MJ & BJ reflect on the scene past & present
January 29, 1999 - Tampa Bay Business Journal

The M.J. and B.J. show started out as a temporary arrangement in 1994 but continues to be a hit for WFLZ-FM.

"The show was just kind of thrown together," said B.J. Harris, who started working at the station as its program director in September 1989. This is the tenth anniversary for the Top 40 station, which changed formats when Harris took control. He has since been promoted to operations manager.

M.J. Kelli, who was hired as a morning disc jockey on Feb. 7, 1994, began working with Harris, his program director, because no one else was available. "We started working together in search of a person to be his sidekick on the air," Harris said.

Kelli, from Virginia Beach, Va., has been involved with radio for 17 years, since he was 16. He got his start at a little station called WCPK in Chesapeake Va., he said.

Harris has been in radio for 18 years, since the age of 21. He got his start in his hometown of Nashville at WWKX-FM 104.

Here's their take on changes in the industry over the last several years, their evolving success, Howard Stern's influence on radio formats, corporate control and the seriousness of their funny business:

TBBJ: How has morning talk show radio changed since you got into the business?

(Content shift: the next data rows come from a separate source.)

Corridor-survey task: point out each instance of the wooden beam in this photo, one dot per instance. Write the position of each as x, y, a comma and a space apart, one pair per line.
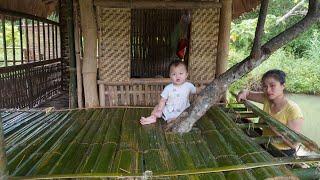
3, 159
72, 54
158, 4
224, 37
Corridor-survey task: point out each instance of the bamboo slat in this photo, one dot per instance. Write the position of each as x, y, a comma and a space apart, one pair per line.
134, 93
247, 151
284, 130
111, 143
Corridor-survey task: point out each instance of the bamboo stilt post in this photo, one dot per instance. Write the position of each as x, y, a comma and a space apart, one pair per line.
224, 39
102, 96
3, 159
78, 58
72, 55
89, 68
224, 36
256, 48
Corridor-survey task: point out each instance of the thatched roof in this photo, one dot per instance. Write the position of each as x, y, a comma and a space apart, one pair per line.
43, 8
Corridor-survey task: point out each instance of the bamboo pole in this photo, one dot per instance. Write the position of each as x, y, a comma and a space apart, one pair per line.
221, 149
3, 159
72, 55
288, 135
224, 39
224, 36
89, 68
78, 58
247, 151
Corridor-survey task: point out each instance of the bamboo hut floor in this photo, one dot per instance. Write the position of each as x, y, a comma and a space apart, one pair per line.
111, 142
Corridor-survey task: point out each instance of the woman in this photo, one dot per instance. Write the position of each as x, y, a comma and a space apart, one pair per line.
276, 104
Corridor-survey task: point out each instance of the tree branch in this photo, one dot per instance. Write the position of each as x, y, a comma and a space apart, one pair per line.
256, 47
291, 12
213, 92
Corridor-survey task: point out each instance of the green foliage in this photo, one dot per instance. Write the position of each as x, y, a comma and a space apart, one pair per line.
300, 59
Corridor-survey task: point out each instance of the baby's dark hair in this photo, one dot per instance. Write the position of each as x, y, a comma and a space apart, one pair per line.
176, 63
276, 74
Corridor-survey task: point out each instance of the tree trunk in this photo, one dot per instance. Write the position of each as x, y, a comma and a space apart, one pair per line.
213, 92
89, 29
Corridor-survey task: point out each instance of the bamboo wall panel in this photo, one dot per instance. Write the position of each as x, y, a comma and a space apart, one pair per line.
28, 85
204, 44
134, 93
151, 46
114, 44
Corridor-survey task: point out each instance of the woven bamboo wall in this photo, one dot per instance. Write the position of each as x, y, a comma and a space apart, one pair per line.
204, 43
114, 46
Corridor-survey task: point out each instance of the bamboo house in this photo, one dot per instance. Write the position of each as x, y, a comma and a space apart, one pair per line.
101, 65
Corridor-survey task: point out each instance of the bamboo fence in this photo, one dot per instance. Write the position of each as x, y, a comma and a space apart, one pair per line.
111, 143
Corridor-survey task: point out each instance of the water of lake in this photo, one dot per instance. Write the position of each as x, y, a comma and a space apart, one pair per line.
310, 106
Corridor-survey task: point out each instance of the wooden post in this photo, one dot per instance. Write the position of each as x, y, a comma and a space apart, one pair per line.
102, 95
224, 36
78, 58
89, 68
224, 39
3, 159
72, 55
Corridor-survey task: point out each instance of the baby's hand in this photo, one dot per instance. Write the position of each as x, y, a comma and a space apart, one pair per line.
157, 113
148, 120
242, 95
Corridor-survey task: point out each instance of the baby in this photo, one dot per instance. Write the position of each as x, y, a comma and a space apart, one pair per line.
175, 96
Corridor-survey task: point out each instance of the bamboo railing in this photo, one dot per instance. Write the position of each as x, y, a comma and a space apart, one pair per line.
137, 92
110, 143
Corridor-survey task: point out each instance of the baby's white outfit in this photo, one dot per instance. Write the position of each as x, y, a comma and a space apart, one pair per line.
177, 99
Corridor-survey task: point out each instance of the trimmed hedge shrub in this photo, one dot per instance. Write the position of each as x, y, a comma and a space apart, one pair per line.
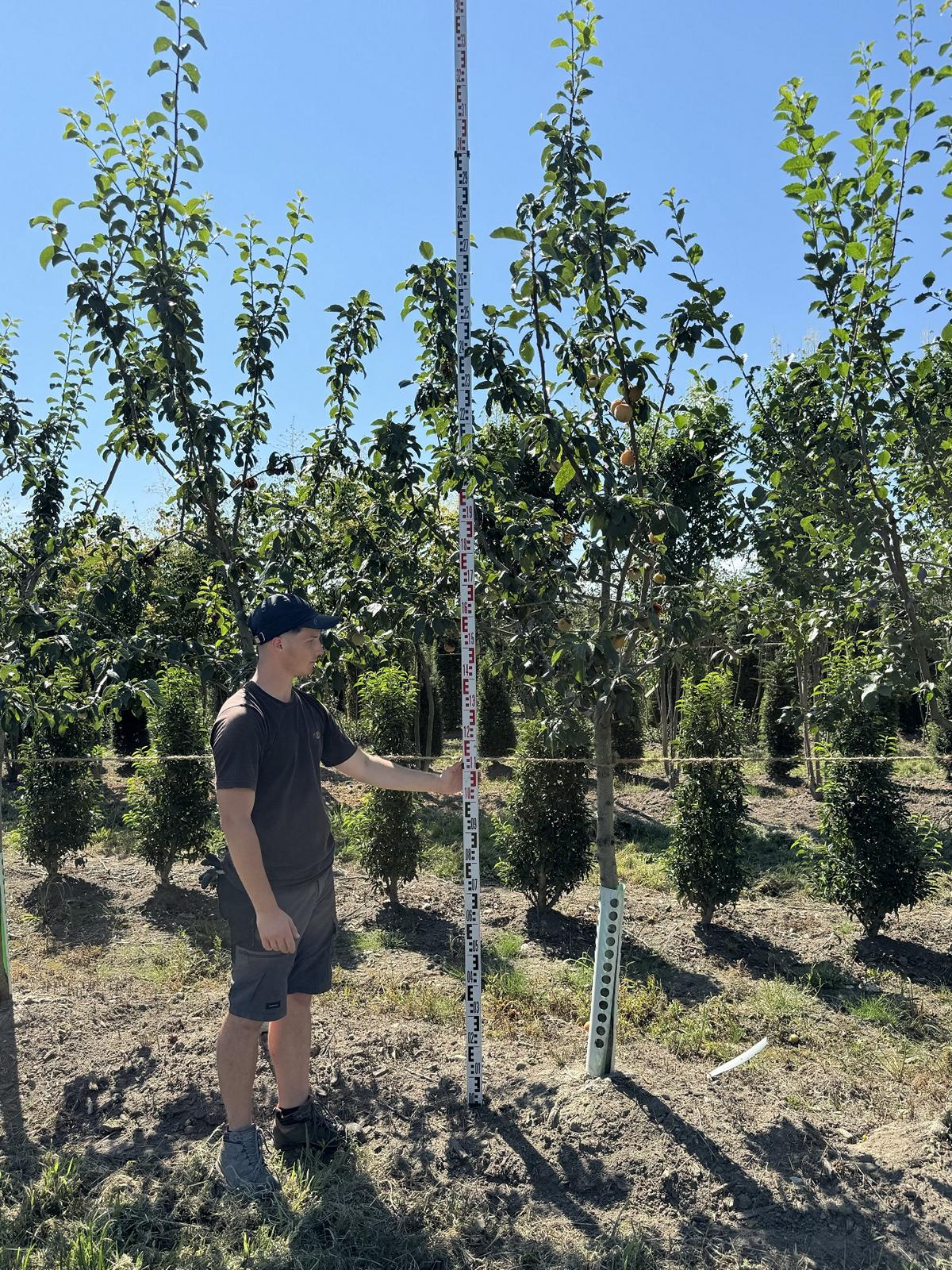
939, 738
494, 711
545, 833
130, 732
437, 745
448, 686
171, 804
59, 800
704, 857
384, 826
873, 855
628, 736
781, 719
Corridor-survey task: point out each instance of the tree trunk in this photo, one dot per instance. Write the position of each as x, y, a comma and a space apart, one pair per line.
605, 787
668, 694
4, 979
431, 708
923, 647
804, 664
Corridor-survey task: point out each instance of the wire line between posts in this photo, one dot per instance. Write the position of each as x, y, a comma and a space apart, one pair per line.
511, 760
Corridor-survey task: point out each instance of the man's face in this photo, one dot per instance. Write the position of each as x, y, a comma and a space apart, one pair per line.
302, 651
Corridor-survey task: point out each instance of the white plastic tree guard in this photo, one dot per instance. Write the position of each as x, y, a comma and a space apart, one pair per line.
605, 982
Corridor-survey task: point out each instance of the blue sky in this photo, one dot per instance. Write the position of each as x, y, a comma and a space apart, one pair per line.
353, 105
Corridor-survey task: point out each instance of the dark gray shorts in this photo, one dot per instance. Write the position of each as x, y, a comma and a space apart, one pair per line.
262, 979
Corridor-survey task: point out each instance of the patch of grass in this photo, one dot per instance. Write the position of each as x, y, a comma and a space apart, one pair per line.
824, 975
639, 869
505, 946
640, 1005
776, 1006
442, 832
776, 870
169, 964
376, 940
422, 1000
904, 1015
113, 840
708, 1030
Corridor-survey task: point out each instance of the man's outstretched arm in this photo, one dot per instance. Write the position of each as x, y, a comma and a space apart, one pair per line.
384, 775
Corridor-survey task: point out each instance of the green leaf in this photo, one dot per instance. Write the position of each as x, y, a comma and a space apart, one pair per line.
562, 476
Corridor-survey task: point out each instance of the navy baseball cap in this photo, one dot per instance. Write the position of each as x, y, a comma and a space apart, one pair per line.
277, 615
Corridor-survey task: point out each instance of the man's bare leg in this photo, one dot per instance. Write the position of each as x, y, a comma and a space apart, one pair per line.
236, 1052
290, 1048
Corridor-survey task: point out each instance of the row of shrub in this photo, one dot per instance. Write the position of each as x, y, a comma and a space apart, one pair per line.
873, 855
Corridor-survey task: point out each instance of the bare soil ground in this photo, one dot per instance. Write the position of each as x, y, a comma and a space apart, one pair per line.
833, 1149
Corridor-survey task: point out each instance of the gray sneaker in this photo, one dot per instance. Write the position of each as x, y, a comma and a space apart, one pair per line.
241, 1165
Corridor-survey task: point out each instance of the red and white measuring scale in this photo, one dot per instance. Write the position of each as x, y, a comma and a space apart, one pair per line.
467, 581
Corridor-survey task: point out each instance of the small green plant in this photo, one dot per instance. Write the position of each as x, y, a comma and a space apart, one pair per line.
706, 852
59, 799
781, 719
494, 710
873, 855
171, 802
545, 832
384, 827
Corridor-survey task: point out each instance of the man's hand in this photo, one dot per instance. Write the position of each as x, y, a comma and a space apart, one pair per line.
277, 933
451, 779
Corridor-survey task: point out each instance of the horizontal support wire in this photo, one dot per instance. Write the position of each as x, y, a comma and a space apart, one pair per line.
512, 760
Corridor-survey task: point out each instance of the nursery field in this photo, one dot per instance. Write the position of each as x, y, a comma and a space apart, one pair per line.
831, 1149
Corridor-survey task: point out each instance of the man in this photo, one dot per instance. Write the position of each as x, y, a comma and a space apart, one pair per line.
276, 883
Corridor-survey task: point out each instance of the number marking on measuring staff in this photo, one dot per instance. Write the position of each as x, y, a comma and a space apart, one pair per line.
467, 581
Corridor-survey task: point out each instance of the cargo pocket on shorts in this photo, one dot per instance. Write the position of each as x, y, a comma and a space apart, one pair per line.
259, 981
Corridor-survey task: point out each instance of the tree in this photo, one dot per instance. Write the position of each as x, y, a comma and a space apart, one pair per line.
545, 832
171, 802
706, 852
59, 799
384, 827
867, 406
494, 710
780, 718
135, 286
873, 856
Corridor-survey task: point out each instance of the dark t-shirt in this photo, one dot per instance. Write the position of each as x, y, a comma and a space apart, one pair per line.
276, 749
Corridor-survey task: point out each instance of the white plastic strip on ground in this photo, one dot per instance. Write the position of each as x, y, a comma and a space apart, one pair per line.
467, 581
742, 1058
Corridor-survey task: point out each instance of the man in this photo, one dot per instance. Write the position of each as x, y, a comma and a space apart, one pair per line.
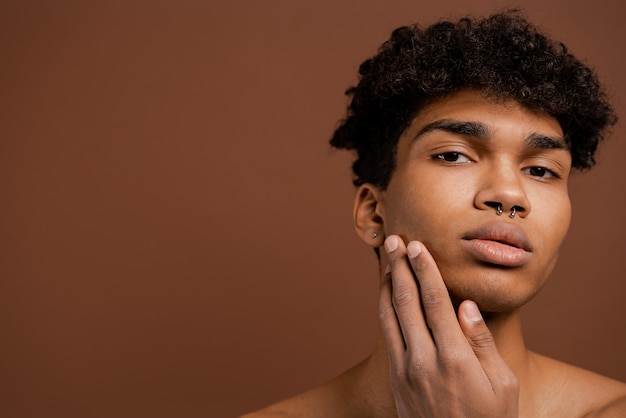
465, 135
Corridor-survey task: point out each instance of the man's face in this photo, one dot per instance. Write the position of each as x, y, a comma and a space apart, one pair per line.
462, 158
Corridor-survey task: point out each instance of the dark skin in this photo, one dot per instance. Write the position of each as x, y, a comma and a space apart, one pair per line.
446, 255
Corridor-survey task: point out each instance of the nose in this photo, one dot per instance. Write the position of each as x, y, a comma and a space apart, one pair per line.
502, 190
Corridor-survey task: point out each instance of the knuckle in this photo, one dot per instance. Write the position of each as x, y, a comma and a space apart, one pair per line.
404, 296
482, 338
433, 297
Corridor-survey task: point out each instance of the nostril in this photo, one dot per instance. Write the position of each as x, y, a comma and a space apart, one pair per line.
494, 205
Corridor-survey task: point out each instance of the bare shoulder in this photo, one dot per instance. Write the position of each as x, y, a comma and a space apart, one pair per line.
584, 393
317, 402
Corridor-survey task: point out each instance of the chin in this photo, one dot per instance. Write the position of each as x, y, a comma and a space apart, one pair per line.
495, 292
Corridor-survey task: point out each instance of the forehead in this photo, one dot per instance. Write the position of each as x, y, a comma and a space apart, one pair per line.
494, 114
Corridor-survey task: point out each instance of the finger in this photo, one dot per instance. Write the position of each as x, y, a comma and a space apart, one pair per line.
435, 299
481, 340
405, 296
389, 321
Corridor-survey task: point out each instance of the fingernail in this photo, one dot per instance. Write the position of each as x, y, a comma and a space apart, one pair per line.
472, 312
413, 249
391, 244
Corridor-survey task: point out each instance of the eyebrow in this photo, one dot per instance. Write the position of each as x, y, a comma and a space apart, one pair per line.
480, 131
475, 129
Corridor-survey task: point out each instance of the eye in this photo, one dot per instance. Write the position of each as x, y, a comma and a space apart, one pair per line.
452, 157
540, 172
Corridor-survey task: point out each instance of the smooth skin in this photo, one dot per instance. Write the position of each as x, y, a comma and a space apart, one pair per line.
446, 256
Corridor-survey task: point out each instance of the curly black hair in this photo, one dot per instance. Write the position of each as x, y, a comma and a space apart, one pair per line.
502, 55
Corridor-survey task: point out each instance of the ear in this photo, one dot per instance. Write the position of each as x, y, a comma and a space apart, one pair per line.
368, 215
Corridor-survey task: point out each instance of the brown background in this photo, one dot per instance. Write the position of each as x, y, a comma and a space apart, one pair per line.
176, 234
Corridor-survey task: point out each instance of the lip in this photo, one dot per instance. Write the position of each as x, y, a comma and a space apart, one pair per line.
500, 244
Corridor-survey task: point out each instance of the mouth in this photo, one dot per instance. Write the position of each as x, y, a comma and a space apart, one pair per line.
499, 244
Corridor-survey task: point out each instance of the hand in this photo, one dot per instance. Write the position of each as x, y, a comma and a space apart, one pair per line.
440, 366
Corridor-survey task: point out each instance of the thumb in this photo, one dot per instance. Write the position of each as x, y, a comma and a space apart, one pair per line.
481, 340
478, 335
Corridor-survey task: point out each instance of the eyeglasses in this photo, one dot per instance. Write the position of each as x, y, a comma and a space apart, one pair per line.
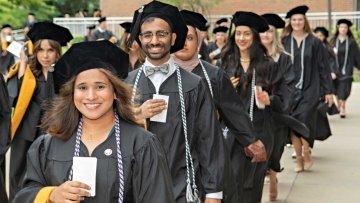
160, 35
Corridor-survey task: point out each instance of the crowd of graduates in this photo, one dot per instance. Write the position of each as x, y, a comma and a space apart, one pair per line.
169, 115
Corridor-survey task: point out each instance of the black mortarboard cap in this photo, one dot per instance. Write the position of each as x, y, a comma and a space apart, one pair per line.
274, 20
6, 26
221, 20
194, 19
250, 19
89, 55
102, 19
344, 21
126, 26
220, 29
49, 30
297, 10
166, 12
90, 27
323, 30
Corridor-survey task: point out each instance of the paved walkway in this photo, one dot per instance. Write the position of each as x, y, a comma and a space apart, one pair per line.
335, 175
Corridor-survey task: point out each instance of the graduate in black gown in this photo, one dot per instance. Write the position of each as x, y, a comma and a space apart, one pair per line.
311, 74
214, 48
92, 116
227, 102
91, 30
102, 32
136, 55
33, 81
275, 49
245, 59
5, 118
323, 130
347, 57
189, 131
6, 59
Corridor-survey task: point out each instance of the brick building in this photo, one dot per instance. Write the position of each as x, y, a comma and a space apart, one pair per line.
126, 8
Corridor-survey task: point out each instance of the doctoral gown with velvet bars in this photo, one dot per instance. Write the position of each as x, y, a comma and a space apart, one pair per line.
316, 78
5, 119
343, 82
252, 186
204, 134
28, 129
146, 174
232, 115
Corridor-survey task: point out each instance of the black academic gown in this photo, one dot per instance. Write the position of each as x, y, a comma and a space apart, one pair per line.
146, 174
6, 61
316, 77
107, 34
5, 119
28, 130
233, 116
204, 52
344, 81
281, 128
263, 125
204, 134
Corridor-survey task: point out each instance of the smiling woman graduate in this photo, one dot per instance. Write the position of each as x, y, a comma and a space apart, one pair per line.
92, 117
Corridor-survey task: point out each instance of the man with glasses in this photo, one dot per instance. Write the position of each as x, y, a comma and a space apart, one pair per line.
177, 106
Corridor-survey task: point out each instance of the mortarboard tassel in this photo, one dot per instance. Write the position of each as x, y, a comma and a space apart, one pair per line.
4, 46
30, 48
135, 27
189, 193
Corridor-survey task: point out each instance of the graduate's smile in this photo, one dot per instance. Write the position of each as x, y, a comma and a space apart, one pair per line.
93, 94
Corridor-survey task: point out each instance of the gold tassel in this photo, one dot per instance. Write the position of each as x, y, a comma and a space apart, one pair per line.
4, 47
30, 48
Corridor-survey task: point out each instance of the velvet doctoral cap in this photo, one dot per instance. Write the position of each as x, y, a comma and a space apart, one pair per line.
344, 21
89, 55
274, 20
126, 26
164, 11
49, 30
220, 29
297, 10
250, 19
323, 30
194, 19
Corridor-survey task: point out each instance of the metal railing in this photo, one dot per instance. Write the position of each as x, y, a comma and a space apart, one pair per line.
77, 26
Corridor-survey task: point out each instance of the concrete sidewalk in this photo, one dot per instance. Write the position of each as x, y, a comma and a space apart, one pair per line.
335, 175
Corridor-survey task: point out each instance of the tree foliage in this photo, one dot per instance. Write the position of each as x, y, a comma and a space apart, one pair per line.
14, 12
201, 6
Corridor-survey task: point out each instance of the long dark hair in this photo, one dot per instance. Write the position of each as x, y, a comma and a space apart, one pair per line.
259, 60
34, 63
333, 39
61, 118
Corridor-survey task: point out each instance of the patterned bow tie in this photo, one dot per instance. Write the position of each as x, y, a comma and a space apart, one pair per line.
149, 70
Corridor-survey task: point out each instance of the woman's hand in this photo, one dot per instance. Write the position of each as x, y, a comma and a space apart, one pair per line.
333, 76
235, 81
263, 97
329, 99
70, 191
152, 107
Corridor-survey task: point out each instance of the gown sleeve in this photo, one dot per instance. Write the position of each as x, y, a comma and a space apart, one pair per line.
35, 180
356, 54
323, 68
152, 180
233, 112
5, 119
209, 143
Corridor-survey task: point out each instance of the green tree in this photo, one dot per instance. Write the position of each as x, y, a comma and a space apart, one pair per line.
202, 6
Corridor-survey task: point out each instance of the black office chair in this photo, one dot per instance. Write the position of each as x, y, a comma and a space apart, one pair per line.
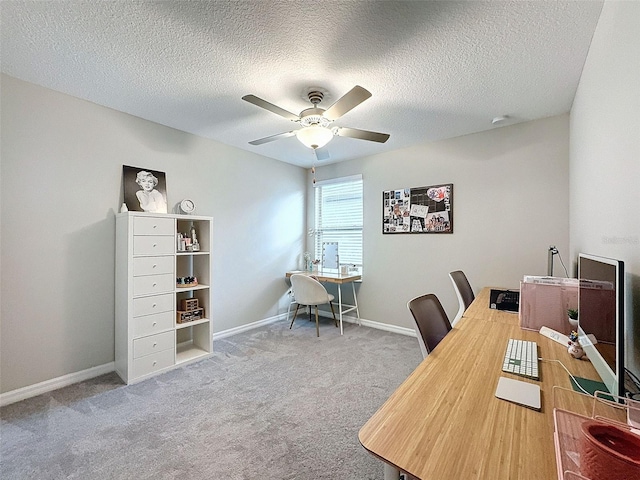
463, 292
430, 321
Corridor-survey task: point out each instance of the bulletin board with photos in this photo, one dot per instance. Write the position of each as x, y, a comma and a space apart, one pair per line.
418, 210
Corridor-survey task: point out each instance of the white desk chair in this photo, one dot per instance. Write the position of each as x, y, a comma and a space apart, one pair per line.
310, 292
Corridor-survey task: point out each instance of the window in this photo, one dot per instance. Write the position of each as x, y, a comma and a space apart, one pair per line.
338, 217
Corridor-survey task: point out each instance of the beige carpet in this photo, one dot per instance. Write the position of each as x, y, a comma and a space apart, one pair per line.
271, 403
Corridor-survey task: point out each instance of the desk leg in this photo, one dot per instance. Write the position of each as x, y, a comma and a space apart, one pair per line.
355, 300
340, 306
391, 472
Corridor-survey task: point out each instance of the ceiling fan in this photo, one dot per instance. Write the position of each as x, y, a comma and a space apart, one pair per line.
315, 121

Harris: In the early days, it was more of a "zoo" type format. It was full of quick one-liners, a lot of parody songs, very quick-hitting, a lot of music. The DJ was just a voice inside this production. Today, people like real people on the radio. They like to hear what your problems are because everybody has problems. People like to hear what trials and tribulations you go through every day. That's how morning radio has changed.

TBBJ: Has your show changed over the last five years?

Kelli: No, but we've gotten better.

Harris: I think we've gotten better because of the resources. I think we've learned. M.J. does all of the show prep for the broadcast. And as you do something for so long, you only get better. It was decent when it started, but it's been perfected.

TBBJ: Did Howard Stern, or his success, affect your thinking about radio formats?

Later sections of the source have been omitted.